U.S. History/sergeants land grants or bounty warrents
QUESTION: What could a sergeant in the Virginia Line of infantry done to receive in addition to and as well as his bounty warrent land grant of 200 acres in Kentucky to receive 'for service in the war' another grant of 1120 acres also in Kentucky?
ANSWER: Hi Eric,
The amount of land granted was based on the rank of the soldier and the amount of time served. Veterans had to have served a minimum of three years in the Continental Army or Navy to receive land based on Revolutionary War service. Bonus lands would have been for being a sergeant and possibly for serving beyond the three year minimum. In a few cases, bonus land was promised for those to reenlisted or stayed beyond enlistment at a critical period late in the war. Seeing combat or actual valor in combat was not a consideration for land grants.
I hope this helps!
---------- FOLLOW-UP ----------
QUESTION: Well, Mike,
Everywhere I look I seem to hit the wall. My relative served for three years in the Continental Army of Virginia and was honorably discharged. as far as I can tell, that was the extent of his service, also 1120 acres is alot, don't you think, for a sergeant? I have heard that sometimes ex-soldiers would sell their bounty warrents to others, but this scenario seems a little far fetched too unless there was some other explanation.
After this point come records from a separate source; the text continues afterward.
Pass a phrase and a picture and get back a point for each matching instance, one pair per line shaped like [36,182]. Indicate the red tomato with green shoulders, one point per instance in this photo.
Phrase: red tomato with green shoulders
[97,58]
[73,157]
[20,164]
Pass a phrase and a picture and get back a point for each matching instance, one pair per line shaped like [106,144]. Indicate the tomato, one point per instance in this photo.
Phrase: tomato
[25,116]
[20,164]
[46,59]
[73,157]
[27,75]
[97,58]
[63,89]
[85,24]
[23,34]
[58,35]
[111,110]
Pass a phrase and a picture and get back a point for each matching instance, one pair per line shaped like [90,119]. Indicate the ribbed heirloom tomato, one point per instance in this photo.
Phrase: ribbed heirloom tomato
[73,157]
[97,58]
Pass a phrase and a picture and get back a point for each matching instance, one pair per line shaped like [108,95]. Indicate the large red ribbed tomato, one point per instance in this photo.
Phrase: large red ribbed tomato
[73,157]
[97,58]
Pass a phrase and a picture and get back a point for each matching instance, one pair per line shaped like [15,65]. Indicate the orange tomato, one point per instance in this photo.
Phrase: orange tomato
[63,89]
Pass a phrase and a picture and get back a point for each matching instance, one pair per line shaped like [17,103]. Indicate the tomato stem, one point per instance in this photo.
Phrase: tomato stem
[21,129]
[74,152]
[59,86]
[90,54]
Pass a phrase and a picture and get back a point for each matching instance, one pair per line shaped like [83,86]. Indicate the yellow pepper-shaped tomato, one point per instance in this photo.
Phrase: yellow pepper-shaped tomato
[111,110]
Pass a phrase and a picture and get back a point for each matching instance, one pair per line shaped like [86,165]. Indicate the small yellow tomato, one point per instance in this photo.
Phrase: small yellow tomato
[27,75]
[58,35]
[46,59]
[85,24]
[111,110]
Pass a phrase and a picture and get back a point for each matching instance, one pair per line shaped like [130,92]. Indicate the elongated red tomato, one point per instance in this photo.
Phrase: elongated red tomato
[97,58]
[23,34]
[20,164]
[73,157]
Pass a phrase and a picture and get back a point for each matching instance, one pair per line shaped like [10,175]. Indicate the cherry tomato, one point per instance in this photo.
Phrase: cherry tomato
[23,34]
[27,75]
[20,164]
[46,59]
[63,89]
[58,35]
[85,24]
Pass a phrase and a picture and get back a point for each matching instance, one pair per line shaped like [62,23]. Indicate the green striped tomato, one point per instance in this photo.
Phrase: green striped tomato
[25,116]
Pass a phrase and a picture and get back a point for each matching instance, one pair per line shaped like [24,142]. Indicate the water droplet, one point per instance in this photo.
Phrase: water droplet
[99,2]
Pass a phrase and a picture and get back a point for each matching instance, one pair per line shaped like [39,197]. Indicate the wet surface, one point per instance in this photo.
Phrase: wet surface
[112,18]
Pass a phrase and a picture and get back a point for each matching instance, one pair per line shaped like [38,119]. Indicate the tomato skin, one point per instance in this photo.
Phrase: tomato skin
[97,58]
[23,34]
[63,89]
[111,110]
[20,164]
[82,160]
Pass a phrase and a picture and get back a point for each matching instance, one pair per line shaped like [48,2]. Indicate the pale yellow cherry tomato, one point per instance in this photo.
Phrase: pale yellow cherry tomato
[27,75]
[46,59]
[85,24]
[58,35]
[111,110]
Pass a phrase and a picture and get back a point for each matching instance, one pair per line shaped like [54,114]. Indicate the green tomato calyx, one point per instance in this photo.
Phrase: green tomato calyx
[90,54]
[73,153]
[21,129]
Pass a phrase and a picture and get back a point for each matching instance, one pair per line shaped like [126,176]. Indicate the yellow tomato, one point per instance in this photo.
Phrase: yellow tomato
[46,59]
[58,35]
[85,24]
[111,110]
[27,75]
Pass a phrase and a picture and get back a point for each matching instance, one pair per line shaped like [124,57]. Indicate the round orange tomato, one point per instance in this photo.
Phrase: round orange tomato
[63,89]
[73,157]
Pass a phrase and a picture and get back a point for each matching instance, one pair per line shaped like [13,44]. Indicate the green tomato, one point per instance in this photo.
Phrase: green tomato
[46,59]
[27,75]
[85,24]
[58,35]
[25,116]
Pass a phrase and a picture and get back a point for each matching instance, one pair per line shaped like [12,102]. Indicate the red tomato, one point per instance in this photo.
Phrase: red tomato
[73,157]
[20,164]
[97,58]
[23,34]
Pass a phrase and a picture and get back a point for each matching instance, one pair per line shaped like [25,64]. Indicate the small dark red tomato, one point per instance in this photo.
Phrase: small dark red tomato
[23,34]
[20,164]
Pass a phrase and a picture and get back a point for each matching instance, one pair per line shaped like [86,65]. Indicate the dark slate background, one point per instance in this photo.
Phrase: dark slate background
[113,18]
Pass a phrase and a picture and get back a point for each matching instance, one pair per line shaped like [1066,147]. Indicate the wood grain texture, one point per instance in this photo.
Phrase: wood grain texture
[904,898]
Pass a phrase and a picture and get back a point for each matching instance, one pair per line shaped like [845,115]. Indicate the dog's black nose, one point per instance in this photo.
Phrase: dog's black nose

Thank you so much for your time and effort, I'll keep looking,
There was a Virginia law passed in 1779 that set aside land for veterans in what is today Kentucky (then it was part of Virginia). Under that law, a non-commissioned officer (which includes sergeant) would receive 200 acres. This is likely the law under which your relative received his land.
It's hard to day why he received the additional land. The most likely reason is that he purchased land bounties from other soldiers. Many soldiers were unsure they would ever get the land or did not want to move west, so one could often purchase bounties rather cheaply.